Fire chief reveals desperate bid to trigger full evacuation at Grenfell Tower

A fire chief has described his desperate efforts to get a full evacuation ordered at Grenfell Tower after realising the inferno was unconquerable.

Daniel Egan, a station manager in regulatory fire safety, arrived shortly before 2am on June 14 2017, according to brigade records, tasked with co-ordinating 999 call information.

He told the inquiry into the disaster on Tuesday that his "initial thoughts were that we needed to get people out of that building", but, hours on, found the lack of progress "very frustrating".

The hearing at Holborn Bars was interrupted in the early afternoon by a fire alarm, triggering an evacuation of the building.

Families affected by the tragedy were told by chairman Sir Martin Moore-Bick to follow ushers out while a tannoy announcement said: "A fire has been reported in the building."

Grenfell Tower
Grenfell Tower

A fire warden confirmed that it was a false alarm, and everyone was allowed to re-enter at around 1pm.

Mr Egan, who joined the London Fire Brigade (LFB) in January 1992, described in a written statement arriving to hellish scenes on June 14 and hearing a "loud thud" near the tower.

The officer did not perform his usual fire safety officer role that night, instead co-ordinating information from fire survival guidance (FSG) calls between 999 operators and trapped residents.

He wrote: "I was told people were jumping from the tower.

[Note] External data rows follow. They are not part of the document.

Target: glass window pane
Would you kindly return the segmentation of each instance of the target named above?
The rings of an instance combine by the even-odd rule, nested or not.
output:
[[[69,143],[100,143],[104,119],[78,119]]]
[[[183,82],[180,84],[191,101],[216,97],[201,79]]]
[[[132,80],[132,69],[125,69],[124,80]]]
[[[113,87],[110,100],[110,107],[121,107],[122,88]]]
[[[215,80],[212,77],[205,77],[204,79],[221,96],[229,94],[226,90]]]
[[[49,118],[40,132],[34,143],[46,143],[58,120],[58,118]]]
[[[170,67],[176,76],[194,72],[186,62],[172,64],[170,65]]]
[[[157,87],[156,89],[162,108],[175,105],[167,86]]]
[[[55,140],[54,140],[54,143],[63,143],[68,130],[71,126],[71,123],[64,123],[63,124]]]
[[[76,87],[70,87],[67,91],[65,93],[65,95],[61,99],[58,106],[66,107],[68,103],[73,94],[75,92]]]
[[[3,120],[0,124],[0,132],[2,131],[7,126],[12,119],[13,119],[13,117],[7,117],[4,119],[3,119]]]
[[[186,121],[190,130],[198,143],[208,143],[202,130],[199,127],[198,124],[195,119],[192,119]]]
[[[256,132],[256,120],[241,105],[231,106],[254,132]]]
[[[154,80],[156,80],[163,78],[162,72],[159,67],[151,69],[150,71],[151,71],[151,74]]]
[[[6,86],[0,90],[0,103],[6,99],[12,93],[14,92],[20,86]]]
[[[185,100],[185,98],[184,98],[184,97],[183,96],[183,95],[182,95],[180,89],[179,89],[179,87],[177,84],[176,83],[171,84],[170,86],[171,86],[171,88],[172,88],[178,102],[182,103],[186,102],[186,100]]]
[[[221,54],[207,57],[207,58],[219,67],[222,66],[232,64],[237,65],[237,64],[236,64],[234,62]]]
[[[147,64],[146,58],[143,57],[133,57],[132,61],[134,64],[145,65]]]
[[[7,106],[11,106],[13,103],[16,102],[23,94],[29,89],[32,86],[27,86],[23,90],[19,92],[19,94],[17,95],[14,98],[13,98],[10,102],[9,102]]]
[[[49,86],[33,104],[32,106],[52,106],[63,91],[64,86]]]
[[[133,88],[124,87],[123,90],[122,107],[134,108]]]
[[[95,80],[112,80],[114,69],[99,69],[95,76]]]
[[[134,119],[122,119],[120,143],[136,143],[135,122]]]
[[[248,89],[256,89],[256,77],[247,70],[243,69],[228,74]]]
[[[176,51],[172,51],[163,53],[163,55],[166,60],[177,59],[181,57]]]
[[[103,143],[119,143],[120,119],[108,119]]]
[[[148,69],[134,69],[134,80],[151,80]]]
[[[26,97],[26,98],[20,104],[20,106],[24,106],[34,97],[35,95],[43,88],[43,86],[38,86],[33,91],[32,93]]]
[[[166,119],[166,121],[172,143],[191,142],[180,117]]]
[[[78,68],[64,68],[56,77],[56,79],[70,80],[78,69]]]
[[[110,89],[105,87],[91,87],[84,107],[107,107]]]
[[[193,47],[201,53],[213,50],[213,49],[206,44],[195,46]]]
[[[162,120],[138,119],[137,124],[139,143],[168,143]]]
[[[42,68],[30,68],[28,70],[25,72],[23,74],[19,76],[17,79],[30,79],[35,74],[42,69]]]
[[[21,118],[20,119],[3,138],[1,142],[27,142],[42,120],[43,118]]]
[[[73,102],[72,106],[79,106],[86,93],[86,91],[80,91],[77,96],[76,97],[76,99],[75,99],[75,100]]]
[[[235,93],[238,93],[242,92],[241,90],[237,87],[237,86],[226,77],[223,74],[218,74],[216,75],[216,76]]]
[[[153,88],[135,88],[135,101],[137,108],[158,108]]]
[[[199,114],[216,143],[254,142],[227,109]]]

I knew they weren't going to be alive. I just had to ignore it and try to get into the tower to make sure that the information about the people trapped inside was getting through.

"I could hear that people were so scared and crying for help - I couldn't look. I didn't (watch) to see anyone fall, although I knew it was going to happen.

"I was thinking 'just get out'."

Mr Egan said he knew the stay-put advice to residents in the block was unsafe because the whole building was "alight", but added "people can be frightened to step outside policy".

He told group manager Tom Goodall, the fire survival lead, that he thought the strategy should be ditched, along with station manager Pete Wolfenden, his statement said.

Mr Egan said the same to group manager Richard Welch - then incident commander - and was told: "We are doing it."

But he was informed by others that they "weren't flooding the tower with firefighters".

The stay-put advice was abandoned at 2.47am, nearly two hours after the fire began.

Grenfell Tower
Grenfell Tower

His statement described a heartbreaking phone conversation with a trapped mother whose children were dying.

"Her boyfriend was 10 yards behind me just staring up at the flat," he said.

"The woman had said that one of her children was dead and the other was dying. She said she just wanted to die."

The phone went quiet soon after, he was told.

He continued: "By that point I knew that we weren't going to put the fire out - we needed to put more effort into getting people out, not putting water on the flames.

"My view was we should commit crews to every floor - we needed to flood the building with firefighters. I passed my thoughts up the chain of command.

"It was very frustrating: we weren't seeing the people coming down from the tower. I felt I was failing but I knew there was nothing else I could do.

"I knew I couldn't do anything else but I wanted to do more."

A room gutted by fire
A room gutted by fire

His statement illustrated the apparent delay between information about trapped residents being passed over to fire crews and the rescues taking place.

It said: "At 4.25am, I recorded on the whiteboard that SM Pete Wolfenden said they were committed to the 15th floor. Then Pete came back to me and said that they were only committing to the 11th floor.

"I knew that most people making fire survival calls were above the 11th... I knew that between 1.30am and 4.30am I had been passing on information and we hadn't got to the people inside. It was a horrible feeling."

He also reported confusion over which residents were trapped on which floors, including the "priority" case of a disabled man trapped in flat 83 on the 11th floor.

"The safety officer was saying the man was on the eighth floor but I thought he was on the 11th floor... I realised that he was only counting from above the floors covered in glass panelling, missing out the ground and first floors."

Crews had been deployed to the eighth floor, he later discovered.